1st make sure your not torquing the bow with your grip or release. Grip torque is probably the problem. If you feel you are not torqing the bow I would think that nock travel is causing the fletching to hit the apature of the biscuit, especially on the eratic shots. Powder the apature of the biscuit, to enable you to see if and where the contact is being made. I shooting a single cam bow I would move the nock a little higher to start with and see what happens. If contact is still being made go back to level nock and move the rest horizontally a little at a time. If the contact is on the right I would start by moving it to the right just a little bit. 

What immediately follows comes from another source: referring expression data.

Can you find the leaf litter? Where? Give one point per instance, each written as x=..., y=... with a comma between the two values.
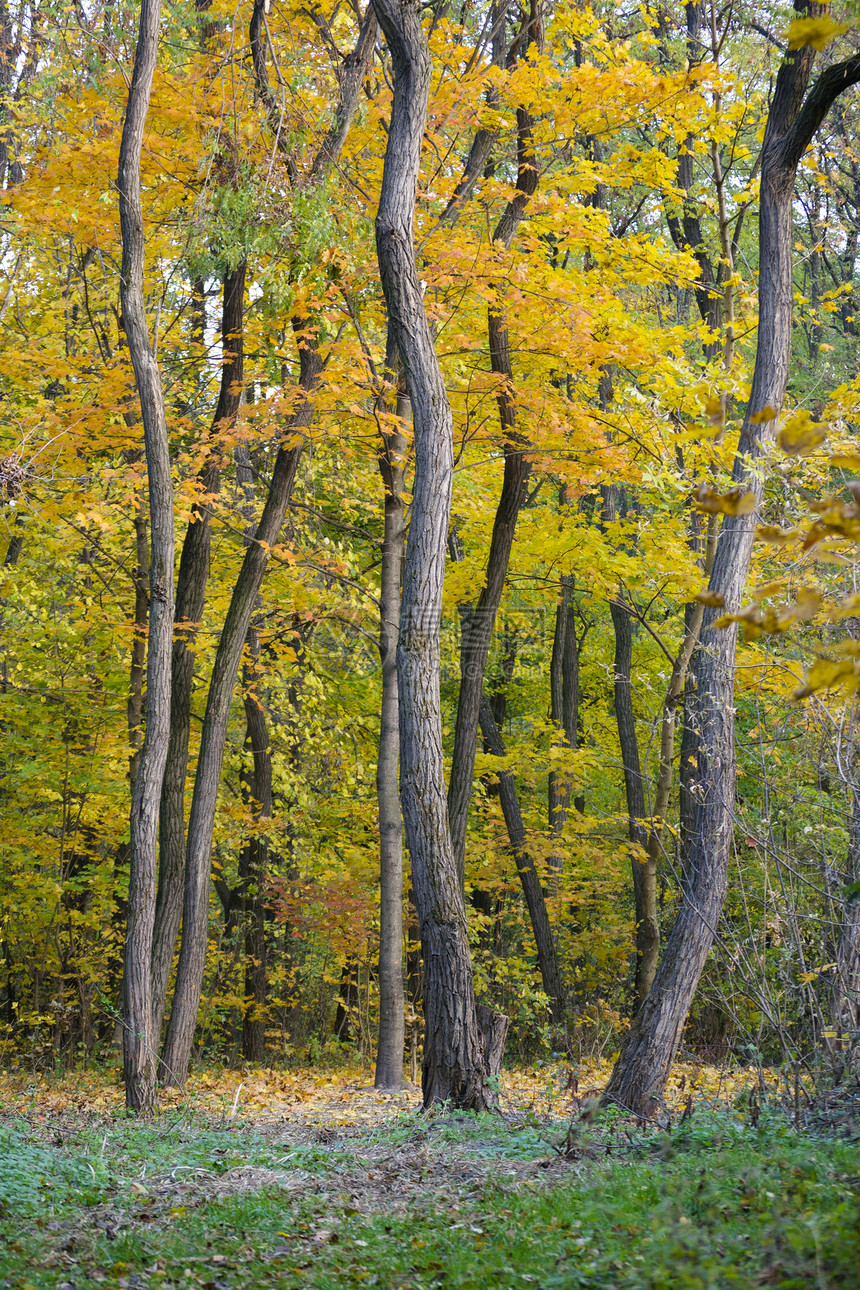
x=321, y=1139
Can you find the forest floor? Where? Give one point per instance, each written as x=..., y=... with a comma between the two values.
x=290, y=1179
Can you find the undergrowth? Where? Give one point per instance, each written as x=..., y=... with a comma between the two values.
x=424, y=1202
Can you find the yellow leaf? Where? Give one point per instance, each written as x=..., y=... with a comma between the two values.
x=800, y=435
x=775, y=535
x=814, y=31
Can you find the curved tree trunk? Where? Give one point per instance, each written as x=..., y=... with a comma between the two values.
x=548, y=962
x=390, y=1051
x=192, y=952
x=139, y=1051
x=191, y=597
x=477, y=623
x=454, y=1067
x=653, y=1041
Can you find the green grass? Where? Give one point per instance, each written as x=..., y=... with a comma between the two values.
x=442, y=1201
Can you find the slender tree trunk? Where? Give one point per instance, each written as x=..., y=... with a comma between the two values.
x=390, y=1053
x=845, y=1005
x=651, y=1044
x=564, y=710
x=257, y=788
x=454, y=1066
x=191, y=597
x=478, y=622
x=139, y=1039
x=134, y=706
x=192, y=952
x=535, y=901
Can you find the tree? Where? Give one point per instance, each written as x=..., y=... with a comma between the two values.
x=139, y=1037
x=794, y=115
x=454, y=1067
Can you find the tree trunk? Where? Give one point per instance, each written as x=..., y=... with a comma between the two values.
x=647, y=929
x=454, y=1066
x=653, y=1041
x=137, y=671
x=191, y=597
x=390, y=1053
x=254, y=862
x=564, y=711
x=845, y=1004
x=544, y=941
x=139, y=1053
x=477, y=623
x=192, y=953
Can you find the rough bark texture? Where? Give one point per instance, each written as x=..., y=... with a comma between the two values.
x=454, y=1066
x=647, y=929
x=564, y=711
x=390, y=1051
x=137, y=671
x=478, y=622
x=254, y=861
x=191, y=597
x=544, y=941
x=649, y=1050
x=139, y=1055
x=192, y=953
x=845, y=1009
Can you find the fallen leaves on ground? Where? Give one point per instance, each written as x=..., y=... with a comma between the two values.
x=346, y=1097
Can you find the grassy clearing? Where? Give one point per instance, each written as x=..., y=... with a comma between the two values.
x=423, y=1201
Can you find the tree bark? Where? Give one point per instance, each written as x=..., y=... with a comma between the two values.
x=454, y=1066
x=653, y=1041
x=845, y=1004
x=139, y=1051
x=544, y=941
x=137, y=671
x=564, y=711
x=191, y=597
x=478, y=622
x=192, y=952
x=390, y=1051
x=254, y=862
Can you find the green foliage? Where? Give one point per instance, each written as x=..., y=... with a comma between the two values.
x=716, y=1204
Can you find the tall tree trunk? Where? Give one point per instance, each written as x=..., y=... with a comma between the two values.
x=845, y=1004
x=651, y=1044
x=477, y=623
x=137, y=671
x=139, y=1053
x=390, y=1051
x=535, y=901
x=454, y=1067
x=254, y=861
x=647, y=929
x=191, y=597
x=564, y=711
x=192, y=952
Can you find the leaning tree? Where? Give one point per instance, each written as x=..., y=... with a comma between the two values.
x=796, y=114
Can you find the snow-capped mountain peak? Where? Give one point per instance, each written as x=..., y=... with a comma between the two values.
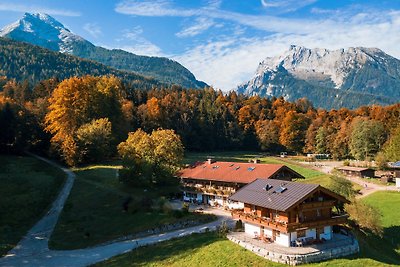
x=300, y=70
x=43, y=30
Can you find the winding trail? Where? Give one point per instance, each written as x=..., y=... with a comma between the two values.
x=367, y=187
x=33, y=249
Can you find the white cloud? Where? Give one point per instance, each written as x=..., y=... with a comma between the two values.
x=133, y=34
x=158, y=8
x=134, y=42
x=201, y=24
x=287, y=5
x=31, y=8
x=93, y=29
x=231, y=60
x=266, y=23
x=148, y=49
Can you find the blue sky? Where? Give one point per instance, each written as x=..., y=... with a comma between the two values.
x=222, y=41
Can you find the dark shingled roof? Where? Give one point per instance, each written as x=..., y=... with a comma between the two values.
x=255, y=193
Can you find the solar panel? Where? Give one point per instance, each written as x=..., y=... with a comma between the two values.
x=280, y=189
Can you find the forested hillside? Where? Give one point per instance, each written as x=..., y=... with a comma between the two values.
x=22, y=61
x=205, y=120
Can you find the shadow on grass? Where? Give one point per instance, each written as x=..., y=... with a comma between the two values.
x=380, y=248
x=178, y=248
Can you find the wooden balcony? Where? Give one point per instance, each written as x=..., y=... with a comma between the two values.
x=254, y=219
x=334, y=220
x=210, y=190
x=285, y=227
x=317, y=205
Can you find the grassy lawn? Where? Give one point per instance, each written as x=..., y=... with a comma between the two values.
x=388, y=202
x=94, y=212
x=210, y=250
x=311, y=176
x=28, y=187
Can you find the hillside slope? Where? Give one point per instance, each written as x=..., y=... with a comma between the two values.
x=45, y=31
x=330, y=79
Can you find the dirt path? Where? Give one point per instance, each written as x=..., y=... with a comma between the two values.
x=33, y=249
x=367, y=187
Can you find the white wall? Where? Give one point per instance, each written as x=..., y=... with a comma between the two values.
x=251, y=229
x=198, y=197
x=311, y=233
x=268, y=232
x=293, y=236
x=283, y=240
x=235, y=205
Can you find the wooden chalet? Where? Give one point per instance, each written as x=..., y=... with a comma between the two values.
x=357, y=171
x=212, y=182
x=288, y=213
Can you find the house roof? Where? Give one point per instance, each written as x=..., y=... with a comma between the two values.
x=354, y=169
x=281, y=195
x=235, y=172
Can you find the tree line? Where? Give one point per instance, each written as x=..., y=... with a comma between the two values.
x=83, y=119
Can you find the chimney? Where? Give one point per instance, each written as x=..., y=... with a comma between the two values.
x=210, y=161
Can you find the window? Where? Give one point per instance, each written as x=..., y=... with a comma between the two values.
x=301, y=233
x=320, y=230
x=318, y=213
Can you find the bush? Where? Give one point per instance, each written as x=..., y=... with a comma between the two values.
x=146, y=203
x=239, y=225
x=223, y=229
x=185, y=208
x=365, y=216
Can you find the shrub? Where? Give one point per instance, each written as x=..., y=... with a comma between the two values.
x=239, y=225
x=223, y=229
x=365, y=216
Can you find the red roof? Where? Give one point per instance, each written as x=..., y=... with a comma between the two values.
x=235, y=172
x=356, y=169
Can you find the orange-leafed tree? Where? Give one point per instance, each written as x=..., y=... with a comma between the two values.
x=78, y=101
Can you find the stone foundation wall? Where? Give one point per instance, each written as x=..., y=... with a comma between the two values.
x=297, y=259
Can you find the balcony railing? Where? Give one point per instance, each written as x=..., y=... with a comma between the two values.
x=266, y=222
x=212, y=190
x=287, y=227
x=317, y=204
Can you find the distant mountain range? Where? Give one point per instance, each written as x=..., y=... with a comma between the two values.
x=23, y=61
x=329, y=79
x=43, y=30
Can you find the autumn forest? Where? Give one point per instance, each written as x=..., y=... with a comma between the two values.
x=83, y=119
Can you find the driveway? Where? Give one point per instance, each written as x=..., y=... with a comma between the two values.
x=367, y=187
x=33, y=249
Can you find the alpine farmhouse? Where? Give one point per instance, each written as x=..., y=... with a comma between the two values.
x=212, y=182
x=288, y=213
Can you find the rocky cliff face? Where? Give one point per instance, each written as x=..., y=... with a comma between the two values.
x=329, y=78
x=45, y=31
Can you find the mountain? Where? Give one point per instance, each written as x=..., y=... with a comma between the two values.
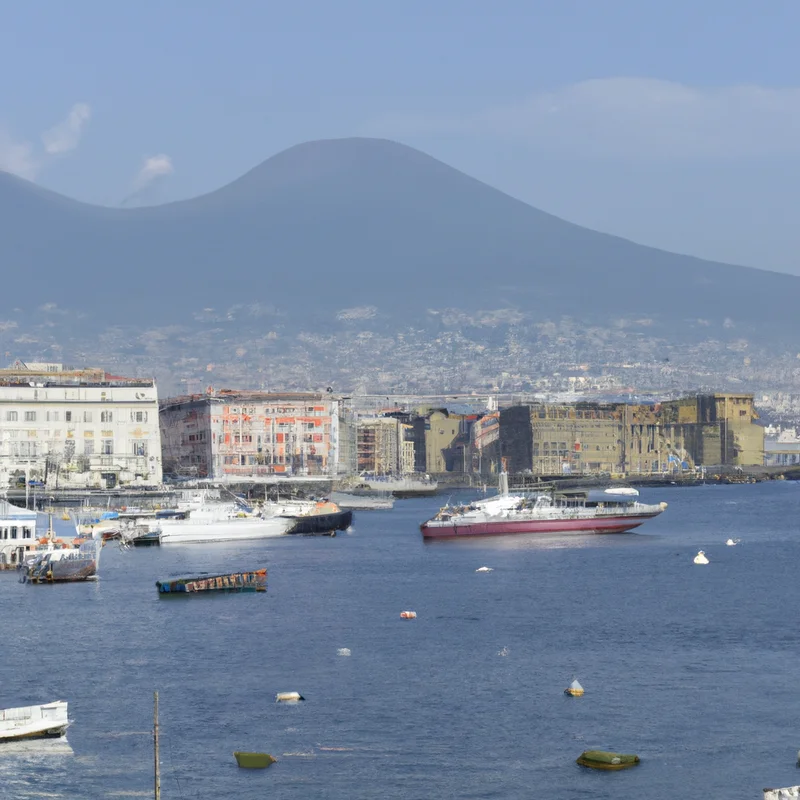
x=365, y=263
x=334, y=224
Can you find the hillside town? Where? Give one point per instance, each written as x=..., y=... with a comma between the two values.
x=88, y=429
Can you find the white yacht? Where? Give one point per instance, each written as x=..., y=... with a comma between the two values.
x=33, y=722
x=17, y=534
x=220, y=522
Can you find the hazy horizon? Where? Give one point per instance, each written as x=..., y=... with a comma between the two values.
x=666, y=128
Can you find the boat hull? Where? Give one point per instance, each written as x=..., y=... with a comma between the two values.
x=191, y=532
x=73, y=566
x=607, y=524
x=323, y=523
x=254, y=760
x=234, y=582
x=50, y=733
x=34, y=722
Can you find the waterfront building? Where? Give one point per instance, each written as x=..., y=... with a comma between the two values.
x=620, y=438
x=385, y=445
x=229, y=435
x=77, y=428
x=379, y=445
x=442, y=438
x=725, y=428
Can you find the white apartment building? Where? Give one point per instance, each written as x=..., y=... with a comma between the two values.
x=74, y=429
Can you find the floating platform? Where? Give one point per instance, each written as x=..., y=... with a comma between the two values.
x=255, y=581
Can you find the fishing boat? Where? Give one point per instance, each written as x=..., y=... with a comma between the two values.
x=400, y=486
x=607, y=511
x=255, y=581
x=312, y=517
x=253, y=760
x=603, y=759
x=17, y=534
x=363, y=500
x=33, y=722
x=65, y=565
x=220, y=522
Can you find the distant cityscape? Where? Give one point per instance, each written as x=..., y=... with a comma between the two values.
x=82, y=429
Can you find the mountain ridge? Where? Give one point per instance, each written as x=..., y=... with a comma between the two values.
x=337, y=223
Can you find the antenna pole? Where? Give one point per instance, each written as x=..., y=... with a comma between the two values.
x=157, y=770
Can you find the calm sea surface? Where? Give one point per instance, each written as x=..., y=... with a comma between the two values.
x=693, y=668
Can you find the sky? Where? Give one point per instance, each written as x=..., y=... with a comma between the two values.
x=675, y=124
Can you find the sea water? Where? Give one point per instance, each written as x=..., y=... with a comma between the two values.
x=694, y=668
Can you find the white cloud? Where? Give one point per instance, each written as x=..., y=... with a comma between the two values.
x=21, y=157
x=152, y=168
x=65, y=136
x=631, y=117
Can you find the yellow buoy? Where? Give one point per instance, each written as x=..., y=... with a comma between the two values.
x=574, y=689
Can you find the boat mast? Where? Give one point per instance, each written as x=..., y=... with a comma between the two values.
x=157, y=770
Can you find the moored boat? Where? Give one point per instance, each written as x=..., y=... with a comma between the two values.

Before making adjustments make sure your nocks are turned correctly for the biscuit.

LA


----------



## silverback (Jan 20, 2005)

also make sure the biscuit is parallel to the string.


----------



## Smokegrub (Mar 2, 2005)

Thanks.


----------



## sackyy (Dec 17, 2003)

Had the same problem on a Martin Tracer. It ended up being the cables that were hitting even though when you looked down the bow it didnt look like they could.I turned the cable gaurd offset further from the string and it fixed everything.


----------



## passthru1 (Apr 18, 2005)

*quick spin vanes -damage*

using quick spin vanes with a whisker biscuit---vanes damages or ripped off.
arrow flight and paper tune is good, but after about 10 - 15 shots the quick spin vane will catch. any-one else had this problem and what would be a good vane to switch to?


----------



## 1smoothredneck (Jan 14, 2005)

Passthru1.... ripped off? what adhesive/shaft combo are you shooting and how are you preparing the shafts? I have had good luck with flex-fletch and
biscuit set ups, but it sounds like you have adhesion problems that will still
trouble you.... Maybe someone else has other advice????
Good luck.


----------



## passthru1 (Apr 18, 2005)

thanks, switched back to standard plunger rest and made archery shop re-fletch the 8 arrows. also bought my own fletch (jo-jan) and will start my own expierments. of note, shooting fingers, easton axis, and quick spin vanes (4") and the plunger rest--my groups at 30 yrds are with-in the size of a silver dollar--4 arrows. thanks for answer.


----------



## stodr (Sep 4, 2002)

All three of my vanes are discolored. 

If it is only happening once in a while it is probally torgue. Other wise check your center shot, arrow might be to weak, or what other people have said.


----------



## Smokegrub (Mar 2, 2005)

I wasn't hitting the biscuit after all. A vane was hitting the cable. I turned the cockfeather away from the riser and slightly downwards from the slot in the biscuit. This leaves ample clearance from the cable. No more cork-screwing arrows! I just completed my first efforts at group tuning the biscuit in windage. When I finished most groups had at least 3 of 4 arrows with the vanes touching. I shot once from 30 yards and the shot was aligned vertically. Rain has postponed further tuning.


----------